A final limitation is that insights were not collected from other clinical practitioners that are involved in the management of IPF alongside pulmonologists. For example, physiotherapists and nurses could provide an insight into the day-to-day management of IPF which would complement the perceptions of pulmonologists.

Conclusion

The results from these stakeholder questionnaires have shown that patients and pulmonologists are not quite aligned in terms of perceived disease severity.

There is also a suggestion that IPF patients are under treated given that pulmonologists declared that almost 40% of their patients were not treated with either nintedanib or pirfenidone, the only two treatments that are approved for the treatment of the disease. While IPF prognosis is poor, both nintedanib and pirfenidone have been shown to reduce the decline in lung function, with benefits on survival.27,33,34 Both drugs have different but manageable adverse reactions, with nintedanib being associated with diarrhea and nausea and pirfenidone associated with skin rash/photosensitivity, nausea and decreased appetite. Strategies to mitigate these adverse reactions should be tested first before changing or discontinuing treatment.

The exploratory sub-analyses suggested that some disease and patient characteristics influence medication use and treatment adherence.

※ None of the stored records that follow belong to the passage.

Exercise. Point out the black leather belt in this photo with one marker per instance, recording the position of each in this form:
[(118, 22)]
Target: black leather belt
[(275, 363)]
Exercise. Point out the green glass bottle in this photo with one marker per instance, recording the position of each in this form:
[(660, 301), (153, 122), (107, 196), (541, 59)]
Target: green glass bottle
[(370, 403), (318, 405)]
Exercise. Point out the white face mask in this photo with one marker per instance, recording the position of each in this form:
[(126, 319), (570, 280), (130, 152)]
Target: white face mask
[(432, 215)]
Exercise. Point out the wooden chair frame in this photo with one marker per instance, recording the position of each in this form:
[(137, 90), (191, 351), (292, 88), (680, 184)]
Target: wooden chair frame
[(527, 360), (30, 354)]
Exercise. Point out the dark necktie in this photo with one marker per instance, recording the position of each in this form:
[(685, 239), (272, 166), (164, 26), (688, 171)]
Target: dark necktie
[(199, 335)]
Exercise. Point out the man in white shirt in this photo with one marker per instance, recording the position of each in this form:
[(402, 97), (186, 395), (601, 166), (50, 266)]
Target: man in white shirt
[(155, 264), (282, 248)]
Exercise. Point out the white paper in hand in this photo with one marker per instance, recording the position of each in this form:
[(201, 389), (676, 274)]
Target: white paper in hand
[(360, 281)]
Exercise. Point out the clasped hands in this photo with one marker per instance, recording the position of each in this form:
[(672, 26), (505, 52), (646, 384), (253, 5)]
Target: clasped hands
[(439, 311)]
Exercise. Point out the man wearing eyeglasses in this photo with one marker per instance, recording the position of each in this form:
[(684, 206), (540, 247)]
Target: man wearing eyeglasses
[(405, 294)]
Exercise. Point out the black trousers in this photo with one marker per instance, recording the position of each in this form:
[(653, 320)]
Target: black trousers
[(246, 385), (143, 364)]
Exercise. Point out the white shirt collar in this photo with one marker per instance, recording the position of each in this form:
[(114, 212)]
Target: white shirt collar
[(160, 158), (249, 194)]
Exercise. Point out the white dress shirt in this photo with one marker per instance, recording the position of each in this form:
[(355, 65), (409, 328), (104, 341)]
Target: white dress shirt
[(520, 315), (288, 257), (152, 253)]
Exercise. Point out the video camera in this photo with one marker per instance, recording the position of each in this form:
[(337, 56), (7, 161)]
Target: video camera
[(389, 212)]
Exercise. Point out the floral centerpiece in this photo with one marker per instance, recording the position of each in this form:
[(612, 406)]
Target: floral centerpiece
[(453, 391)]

In this study, patients who rated their disease as severe were more adherent to their therapy, male patients less frequently decided to skip medication but were less likely to take medication against nausea or heartburn than females, and untreated patients were less informed about treatment. Several country-specific findings were found to be statistically significant, but conclusions should be taken cautiously due to the limited number of respondents per country. Nevertheless, these findings could hint the impact of cultural, clinical or socio-demographic factors on patients’ perceptions or behaviors. To our knowledge, this study is the first to explore behaviors per sub-group of patients and further investigation with higher numbers of participants is needed to fully understand these implications.

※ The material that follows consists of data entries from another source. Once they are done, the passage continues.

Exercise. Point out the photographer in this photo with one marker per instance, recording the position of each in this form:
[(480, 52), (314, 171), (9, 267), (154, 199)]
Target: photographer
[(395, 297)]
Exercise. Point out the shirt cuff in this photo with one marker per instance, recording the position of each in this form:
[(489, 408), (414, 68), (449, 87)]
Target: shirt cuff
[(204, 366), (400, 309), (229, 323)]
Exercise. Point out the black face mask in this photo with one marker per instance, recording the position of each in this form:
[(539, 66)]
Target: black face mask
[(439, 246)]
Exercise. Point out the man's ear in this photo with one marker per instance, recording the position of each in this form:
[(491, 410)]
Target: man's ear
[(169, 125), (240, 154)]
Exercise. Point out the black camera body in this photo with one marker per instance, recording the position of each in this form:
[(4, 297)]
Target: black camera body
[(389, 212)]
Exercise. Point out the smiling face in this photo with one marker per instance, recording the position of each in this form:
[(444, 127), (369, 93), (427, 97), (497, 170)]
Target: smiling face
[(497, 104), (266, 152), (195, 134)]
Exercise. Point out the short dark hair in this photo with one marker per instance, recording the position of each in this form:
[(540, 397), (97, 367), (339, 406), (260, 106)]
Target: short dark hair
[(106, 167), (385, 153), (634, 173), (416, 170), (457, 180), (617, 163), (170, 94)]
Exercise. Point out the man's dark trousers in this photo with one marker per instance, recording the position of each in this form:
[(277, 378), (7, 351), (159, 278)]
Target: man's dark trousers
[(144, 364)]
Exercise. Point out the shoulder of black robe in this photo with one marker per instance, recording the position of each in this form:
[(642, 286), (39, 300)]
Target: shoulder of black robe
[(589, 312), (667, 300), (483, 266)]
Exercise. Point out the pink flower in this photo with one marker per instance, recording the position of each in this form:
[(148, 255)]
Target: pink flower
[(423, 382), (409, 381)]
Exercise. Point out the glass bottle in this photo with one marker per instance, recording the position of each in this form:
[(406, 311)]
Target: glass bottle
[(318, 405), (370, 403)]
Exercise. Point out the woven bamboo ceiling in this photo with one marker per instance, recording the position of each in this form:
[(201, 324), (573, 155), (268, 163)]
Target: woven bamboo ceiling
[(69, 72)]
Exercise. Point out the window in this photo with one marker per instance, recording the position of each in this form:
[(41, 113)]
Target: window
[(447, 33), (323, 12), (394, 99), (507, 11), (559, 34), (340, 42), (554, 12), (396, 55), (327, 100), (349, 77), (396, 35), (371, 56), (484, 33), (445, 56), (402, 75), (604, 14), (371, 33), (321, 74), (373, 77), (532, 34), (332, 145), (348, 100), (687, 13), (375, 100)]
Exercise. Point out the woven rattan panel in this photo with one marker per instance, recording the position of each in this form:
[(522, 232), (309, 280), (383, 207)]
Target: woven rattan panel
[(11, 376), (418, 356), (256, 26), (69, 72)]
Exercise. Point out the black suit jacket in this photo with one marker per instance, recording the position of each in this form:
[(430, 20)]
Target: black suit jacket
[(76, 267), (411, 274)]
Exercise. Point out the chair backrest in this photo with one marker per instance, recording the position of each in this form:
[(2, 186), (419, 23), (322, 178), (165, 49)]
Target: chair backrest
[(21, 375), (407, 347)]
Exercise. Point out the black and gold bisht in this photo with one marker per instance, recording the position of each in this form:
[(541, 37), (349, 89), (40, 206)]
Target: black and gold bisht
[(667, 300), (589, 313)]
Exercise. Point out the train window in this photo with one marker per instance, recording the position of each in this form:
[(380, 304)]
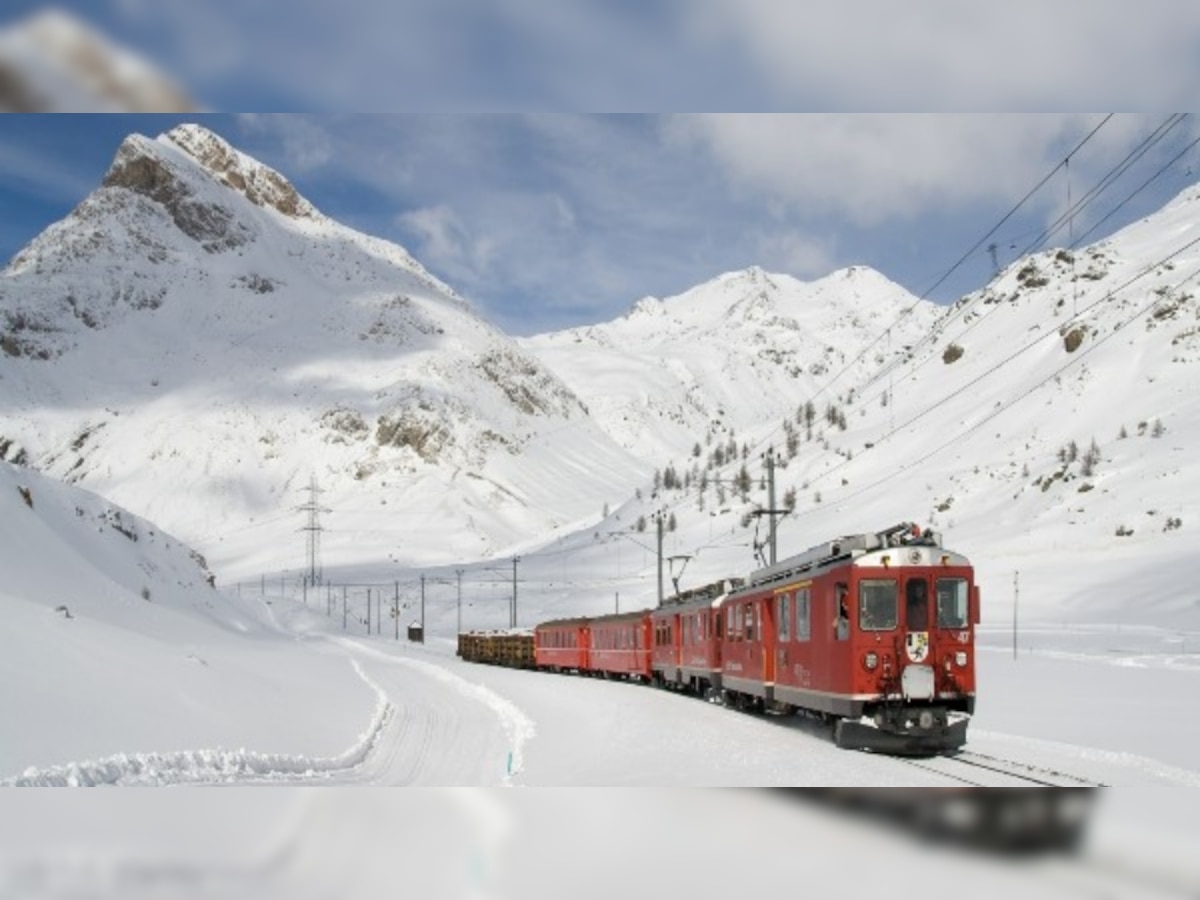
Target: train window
[(877, 605), (916, 601), (952, 603), (803, 615)]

Such findings should be disseminated to patient–physician groups to improve the inclusion of the patient voice in treatment decision-making, especially in reflection of the fact that the majority of pulmonologists considered patient opinion on treatment options to be important or quite important (91%).

Acknowledgments

EU-PFF received a financial compensation to help support the design of the questionnaire, disseminate the survey and analyse the results.

Funding

This manuscript is supported and funded by Boehringer Ingelheim International GmbH (BI). BI was given the opportunity to review the abstract for medical and scientific accuracy as well as intellectual property considerations.

Disclosure

Stephane Soulard and Luis Pacheco are employees of Boehringer Ingelheim. Steve Jones is President of EU-PFF and a patient. Liam Galvin is Chief Executive of EU-PFF and was a carer. Liam Galvin also reports organizational grants from Boehringer Ingelheim, Chiesi, Trevi Therapeutics, The Roche Group, CSL Behring, Vicore Pharma, Bristol Meyer Squibb; travel supports from European Lung Foundation and ERN-Lung, outside the submitted work. Tom Bromilow, Stuart Mealing, Adam B Smith, and Damian Lewis are employees of York Health Economics Consortium and provided writing, editorial support, and formatting assistance, which was contracted and funded by Boehringer Ingelheim. Maria Hollmen and Antoine Froidure received payment from Boehringer Ingelheim for helping to develop and review the questionnaire and DCE and comment on the study results. Antoine Froidure discloses consultancy and speakers fees from GlaxoSmithKline, Roche and Boehringer Ingelheim, outside the submitted work. Antoine Froidure’s institution has received unrestricted research grants from Roche and Boehringer Ingelheim. The authors report no other conflicts of interest in this work.